Other News Materials 17 May 2009 00:21 (UTC +04:00)

The United States is expected to announce soon a new plan to kick-start the deadlocked Middle East peace talks, Jordan's King Abdullah II told AFP in an interview on Saturday, AFP reported.

"We expect an announcement from the US administration... of its plan to restart negotiations to achieve a comprehensive solution," in the Middle East, the king said.

"A resolution to the conflict is an American strategic interest," he said.

"And we hope that it (Washington) will announce this plan as soon as possible, because lost time undermines the chances for peace. There is a tremendous need to move quickly, seriously and effectively."

The king, a key US ally, gave no details on the expected plan, but he warned that in the absence of any resolution "the possibilities of a new round of violence, a new war, will increase and the region and the world will pay the price."

"We believe that progress towards a solution requires a leading American role and European, Arab and international support."

US officials in Washington also declined to elaborate on any new peace bid. "At this point were not going to describe if there is a specific plan on the table authored by us or anybody else," one of them said.

King Abdullah urged US President Barack Obama last month in Washington to back Palestinian statehood in "words as well as deeds," and pressed Israel to choose between integration or isolation in the Middle East.

He said Obama "understands the urgency of the situation today, and understands that procrastination threatens the security of the region and the world."

"President Obama has announced his commitment to the two-state solution within a comprehensive approach to achieve comprehensive peace," he added.

Obama is expected to lay out the framework of the plan when he visits Cairo for a major speech to the Muslim world next month.

Expectations in the Arab world are that the speech will present the outlines of a peace plan, including the recognition of Israel by 57 states.

"Fifty seven states do not recognise Israel, that's a third of UN member-states.

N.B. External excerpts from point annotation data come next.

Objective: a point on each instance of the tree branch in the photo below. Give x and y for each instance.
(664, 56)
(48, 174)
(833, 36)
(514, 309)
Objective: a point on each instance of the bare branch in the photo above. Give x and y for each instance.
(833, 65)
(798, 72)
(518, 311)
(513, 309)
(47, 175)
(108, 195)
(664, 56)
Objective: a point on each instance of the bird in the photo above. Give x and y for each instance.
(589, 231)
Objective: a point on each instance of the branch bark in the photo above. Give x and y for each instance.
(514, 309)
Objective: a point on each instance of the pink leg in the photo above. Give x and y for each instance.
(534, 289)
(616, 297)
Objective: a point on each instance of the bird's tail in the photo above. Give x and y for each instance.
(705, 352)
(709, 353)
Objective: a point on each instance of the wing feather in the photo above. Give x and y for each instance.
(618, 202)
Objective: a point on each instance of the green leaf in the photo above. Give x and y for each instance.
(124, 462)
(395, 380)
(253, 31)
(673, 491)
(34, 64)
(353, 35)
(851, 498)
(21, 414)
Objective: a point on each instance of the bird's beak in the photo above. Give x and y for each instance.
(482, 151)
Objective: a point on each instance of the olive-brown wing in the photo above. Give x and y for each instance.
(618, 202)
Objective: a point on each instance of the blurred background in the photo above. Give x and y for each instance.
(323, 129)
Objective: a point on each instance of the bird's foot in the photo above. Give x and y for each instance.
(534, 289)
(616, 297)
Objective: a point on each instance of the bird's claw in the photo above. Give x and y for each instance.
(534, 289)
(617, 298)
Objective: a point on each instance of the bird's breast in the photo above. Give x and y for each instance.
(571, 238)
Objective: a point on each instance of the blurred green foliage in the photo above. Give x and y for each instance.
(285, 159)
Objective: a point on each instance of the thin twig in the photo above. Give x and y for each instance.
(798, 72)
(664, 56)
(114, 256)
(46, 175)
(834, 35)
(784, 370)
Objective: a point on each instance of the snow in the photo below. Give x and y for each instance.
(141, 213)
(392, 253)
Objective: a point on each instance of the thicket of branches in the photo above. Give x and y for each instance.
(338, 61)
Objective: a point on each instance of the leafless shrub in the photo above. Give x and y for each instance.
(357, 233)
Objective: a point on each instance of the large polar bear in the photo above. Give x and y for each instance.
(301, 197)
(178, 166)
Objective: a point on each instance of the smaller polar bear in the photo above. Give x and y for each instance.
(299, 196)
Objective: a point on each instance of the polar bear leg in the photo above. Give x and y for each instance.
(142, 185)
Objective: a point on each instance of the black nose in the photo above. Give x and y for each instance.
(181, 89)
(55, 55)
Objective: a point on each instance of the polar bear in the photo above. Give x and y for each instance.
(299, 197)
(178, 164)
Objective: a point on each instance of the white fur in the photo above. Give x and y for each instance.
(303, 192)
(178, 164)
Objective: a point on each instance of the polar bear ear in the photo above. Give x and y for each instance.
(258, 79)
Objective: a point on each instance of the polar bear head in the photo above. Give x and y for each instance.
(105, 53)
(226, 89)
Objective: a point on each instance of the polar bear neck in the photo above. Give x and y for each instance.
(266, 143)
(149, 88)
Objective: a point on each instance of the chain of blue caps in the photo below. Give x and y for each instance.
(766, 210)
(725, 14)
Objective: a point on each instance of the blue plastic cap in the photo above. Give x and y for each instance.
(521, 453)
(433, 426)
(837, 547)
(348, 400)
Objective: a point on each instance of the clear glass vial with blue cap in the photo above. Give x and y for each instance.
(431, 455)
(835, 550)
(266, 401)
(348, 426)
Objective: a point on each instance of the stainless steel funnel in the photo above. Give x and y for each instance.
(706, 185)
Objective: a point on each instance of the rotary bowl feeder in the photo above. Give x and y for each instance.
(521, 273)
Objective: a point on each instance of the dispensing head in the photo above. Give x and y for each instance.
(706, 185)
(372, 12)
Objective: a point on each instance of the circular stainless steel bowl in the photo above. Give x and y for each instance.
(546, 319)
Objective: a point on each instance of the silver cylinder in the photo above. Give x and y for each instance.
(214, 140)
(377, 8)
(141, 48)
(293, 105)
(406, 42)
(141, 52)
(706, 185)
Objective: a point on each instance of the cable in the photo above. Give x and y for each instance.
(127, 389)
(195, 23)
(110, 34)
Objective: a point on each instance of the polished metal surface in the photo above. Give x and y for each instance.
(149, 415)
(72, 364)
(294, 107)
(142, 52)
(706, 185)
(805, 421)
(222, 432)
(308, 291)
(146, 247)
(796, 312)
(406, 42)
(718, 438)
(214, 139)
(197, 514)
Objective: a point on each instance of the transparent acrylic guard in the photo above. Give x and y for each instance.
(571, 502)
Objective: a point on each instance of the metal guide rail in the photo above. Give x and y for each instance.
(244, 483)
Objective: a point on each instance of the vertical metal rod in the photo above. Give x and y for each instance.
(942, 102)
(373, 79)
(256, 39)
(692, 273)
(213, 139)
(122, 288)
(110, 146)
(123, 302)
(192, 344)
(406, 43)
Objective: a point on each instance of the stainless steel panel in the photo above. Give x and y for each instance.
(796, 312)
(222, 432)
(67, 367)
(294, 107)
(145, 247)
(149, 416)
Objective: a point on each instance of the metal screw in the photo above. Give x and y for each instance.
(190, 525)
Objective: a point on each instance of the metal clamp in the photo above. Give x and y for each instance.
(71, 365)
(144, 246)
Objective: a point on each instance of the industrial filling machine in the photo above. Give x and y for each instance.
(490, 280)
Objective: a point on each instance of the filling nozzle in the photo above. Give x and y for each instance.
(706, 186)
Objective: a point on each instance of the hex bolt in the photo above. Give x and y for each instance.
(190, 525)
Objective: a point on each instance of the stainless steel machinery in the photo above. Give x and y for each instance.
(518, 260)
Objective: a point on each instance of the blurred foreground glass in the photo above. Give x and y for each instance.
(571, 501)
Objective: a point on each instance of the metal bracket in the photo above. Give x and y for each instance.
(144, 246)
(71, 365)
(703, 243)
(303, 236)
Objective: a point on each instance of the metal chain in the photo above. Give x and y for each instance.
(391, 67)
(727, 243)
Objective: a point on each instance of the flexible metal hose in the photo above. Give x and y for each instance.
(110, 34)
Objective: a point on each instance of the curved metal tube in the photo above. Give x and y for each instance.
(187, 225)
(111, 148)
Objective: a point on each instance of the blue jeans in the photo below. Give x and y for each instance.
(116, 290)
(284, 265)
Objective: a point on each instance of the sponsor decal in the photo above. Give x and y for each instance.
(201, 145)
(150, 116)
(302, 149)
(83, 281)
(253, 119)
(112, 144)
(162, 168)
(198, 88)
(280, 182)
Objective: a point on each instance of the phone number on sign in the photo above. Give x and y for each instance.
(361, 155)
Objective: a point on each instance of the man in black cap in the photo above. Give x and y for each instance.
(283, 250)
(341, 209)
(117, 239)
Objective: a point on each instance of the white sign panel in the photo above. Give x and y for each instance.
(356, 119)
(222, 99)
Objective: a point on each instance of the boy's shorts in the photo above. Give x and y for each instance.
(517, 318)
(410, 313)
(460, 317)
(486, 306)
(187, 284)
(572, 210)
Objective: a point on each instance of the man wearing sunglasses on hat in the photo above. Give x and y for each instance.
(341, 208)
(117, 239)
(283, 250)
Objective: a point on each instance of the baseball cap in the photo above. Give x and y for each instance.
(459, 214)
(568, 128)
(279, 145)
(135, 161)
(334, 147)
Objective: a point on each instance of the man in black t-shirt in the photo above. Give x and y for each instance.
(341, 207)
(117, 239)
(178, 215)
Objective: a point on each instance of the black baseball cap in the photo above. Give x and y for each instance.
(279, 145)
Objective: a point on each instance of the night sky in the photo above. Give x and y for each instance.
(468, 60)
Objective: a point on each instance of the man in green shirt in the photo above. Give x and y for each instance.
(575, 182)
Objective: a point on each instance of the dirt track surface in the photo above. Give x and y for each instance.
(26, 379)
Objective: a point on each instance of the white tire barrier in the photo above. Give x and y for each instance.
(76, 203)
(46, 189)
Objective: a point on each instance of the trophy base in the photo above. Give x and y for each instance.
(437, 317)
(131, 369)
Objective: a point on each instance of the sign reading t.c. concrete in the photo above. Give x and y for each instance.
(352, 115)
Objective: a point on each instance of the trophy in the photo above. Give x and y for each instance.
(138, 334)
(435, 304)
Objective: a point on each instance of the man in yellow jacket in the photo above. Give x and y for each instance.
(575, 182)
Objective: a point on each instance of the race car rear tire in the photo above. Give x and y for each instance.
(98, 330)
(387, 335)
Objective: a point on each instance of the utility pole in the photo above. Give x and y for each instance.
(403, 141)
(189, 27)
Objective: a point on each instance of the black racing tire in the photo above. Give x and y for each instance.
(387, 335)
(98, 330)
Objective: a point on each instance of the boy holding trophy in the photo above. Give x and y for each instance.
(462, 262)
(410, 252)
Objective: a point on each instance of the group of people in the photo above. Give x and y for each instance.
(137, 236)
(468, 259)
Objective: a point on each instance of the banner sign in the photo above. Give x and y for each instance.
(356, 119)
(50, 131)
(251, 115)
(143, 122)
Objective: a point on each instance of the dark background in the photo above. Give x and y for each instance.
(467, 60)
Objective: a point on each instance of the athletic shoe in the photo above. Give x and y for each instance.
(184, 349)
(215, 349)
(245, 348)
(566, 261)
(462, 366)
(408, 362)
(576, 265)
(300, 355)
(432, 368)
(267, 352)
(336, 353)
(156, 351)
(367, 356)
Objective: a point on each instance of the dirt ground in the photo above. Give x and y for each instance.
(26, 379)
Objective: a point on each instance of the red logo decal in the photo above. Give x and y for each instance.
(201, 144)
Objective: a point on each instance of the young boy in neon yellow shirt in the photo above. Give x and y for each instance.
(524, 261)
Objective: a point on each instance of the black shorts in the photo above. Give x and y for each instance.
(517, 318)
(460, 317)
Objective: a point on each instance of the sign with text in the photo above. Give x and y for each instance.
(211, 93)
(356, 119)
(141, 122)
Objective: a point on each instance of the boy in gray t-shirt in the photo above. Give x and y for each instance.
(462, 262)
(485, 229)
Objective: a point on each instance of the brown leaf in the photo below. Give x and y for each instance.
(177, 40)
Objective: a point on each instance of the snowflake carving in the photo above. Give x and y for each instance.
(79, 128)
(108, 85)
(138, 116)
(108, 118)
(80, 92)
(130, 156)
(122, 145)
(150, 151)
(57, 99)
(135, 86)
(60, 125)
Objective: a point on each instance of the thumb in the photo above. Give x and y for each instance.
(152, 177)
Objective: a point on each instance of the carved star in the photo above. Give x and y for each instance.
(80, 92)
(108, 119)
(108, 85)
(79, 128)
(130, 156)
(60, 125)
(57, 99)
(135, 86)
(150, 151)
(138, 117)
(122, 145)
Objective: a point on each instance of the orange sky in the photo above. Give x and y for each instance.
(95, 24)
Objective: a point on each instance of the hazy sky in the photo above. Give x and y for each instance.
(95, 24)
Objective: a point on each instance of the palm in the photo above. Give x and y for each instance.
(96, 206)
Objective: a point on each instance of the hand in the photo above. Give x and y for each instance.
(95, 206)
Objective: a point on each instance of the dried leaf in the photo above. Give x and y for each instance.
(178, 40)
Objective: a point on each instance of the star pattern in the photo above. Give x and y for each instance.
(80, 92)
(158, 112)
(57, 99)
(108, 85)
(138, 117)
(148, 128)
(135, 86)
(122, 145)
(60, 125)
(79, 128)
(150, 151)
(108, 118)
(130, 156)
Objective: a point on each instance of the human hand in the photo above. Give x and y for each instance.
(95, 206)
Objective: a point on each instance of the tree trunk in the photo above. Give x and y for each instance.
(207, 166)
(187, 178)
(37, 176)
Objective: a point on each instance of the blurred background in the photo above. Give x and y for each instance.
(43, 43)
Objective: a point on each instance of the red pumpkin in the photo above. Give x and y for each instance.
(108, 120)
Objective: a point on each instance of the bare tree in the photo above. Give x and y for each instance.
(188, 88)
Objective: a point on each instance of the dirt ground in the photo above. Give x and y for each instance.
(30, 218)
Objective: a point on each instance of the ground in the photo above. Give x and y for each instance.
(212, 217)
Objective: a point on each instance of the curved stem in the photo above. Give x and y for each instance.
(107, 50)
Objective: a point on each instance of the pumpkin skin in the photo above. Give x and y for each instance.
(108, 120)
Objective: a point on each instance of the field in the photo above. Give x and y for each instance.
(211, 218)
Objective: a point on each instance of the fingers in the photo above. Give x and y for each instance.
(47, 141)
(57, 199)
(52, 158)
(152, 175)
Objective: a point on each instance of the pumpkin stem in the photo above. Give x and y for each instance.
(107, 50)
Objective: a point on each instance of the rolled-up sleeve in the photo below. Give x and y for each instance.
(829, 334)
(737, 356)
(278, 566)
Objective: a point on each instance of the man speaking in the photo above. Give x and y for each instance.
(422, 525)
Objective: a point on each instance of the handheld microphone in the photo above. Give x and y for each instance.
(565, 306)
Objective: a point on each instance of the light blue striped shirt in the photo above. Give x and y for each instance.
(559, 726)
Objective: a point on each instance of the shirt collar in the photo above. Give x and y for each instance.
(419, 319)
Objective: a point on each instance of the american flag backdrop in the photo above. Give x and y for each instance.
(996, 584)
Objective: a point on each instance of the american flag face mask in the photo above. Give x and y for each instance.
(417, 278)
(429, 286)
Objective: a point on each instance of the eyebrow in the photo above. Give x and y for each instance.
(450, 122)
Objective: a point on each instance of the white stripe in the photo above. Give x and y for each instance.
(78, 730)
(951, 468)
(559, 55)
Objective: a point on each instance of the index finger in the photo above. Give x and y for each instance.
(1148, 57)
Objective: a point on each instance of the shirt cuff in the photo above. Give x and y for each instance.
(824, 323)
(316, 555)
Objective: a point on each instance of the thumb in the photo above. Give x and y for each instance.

The reason is the continuation of the occupation and the absence of a peace settlement," the king said.

He said Israel has to make choices.

"Does it (Israel) want to be a fortress, isolated from the region, or does it want to co-exist with its neighbours and with all the countries that do not recognise it and achieve acceptance and real security?" King Abdullah said.

Jordan and Egypt are the only Arab states that have made peace with Israel.

Obama, who has vowed to push ahead with peacemaking, holds talks Monday with hawkish Israeli Prime Minister Benjamin Netanyahu and hosts later this month Palestinian leader Mahmud Abbas and Egyptian President Hosni Mubarak.

The king met with Netanyahu on Thursday in Amman and pressed him to accept the two-state deal, which the Israeli premier has so far refused to publicly endorse.

Israeli MP Ophir Akunis, who is close to Netanyahu, said on Saturday that the premier will refuse on his trip to Washington to back the formation of a Palestinian state.

Netanyahu "will not make a commitment to Washington on the creation of a Palestinian state which would undoubtedly become a 'Hamastan'," Akunis said according to public radio, referring to the Islamist Hamas rulers of Gaza.

The king also described a 2002 Saudi-inspired Arab peace initiative as a "historic opportunity to achieve peace" across the Middle East in line with Israel's "withdrawal from all occupied Palestinian, Syrian and Lebanese lands."

Firebrand Israeli Foreign Minister Avigdor Lieberman has branded the Arab peace bid as "dangerous" because it would require the Jewish state to allow Palestinian refugees to return within its borders.

"There is no change to the Arab Peace Initiative, and there is no need to amend it. Any talk about amending it, is baseless," the king said.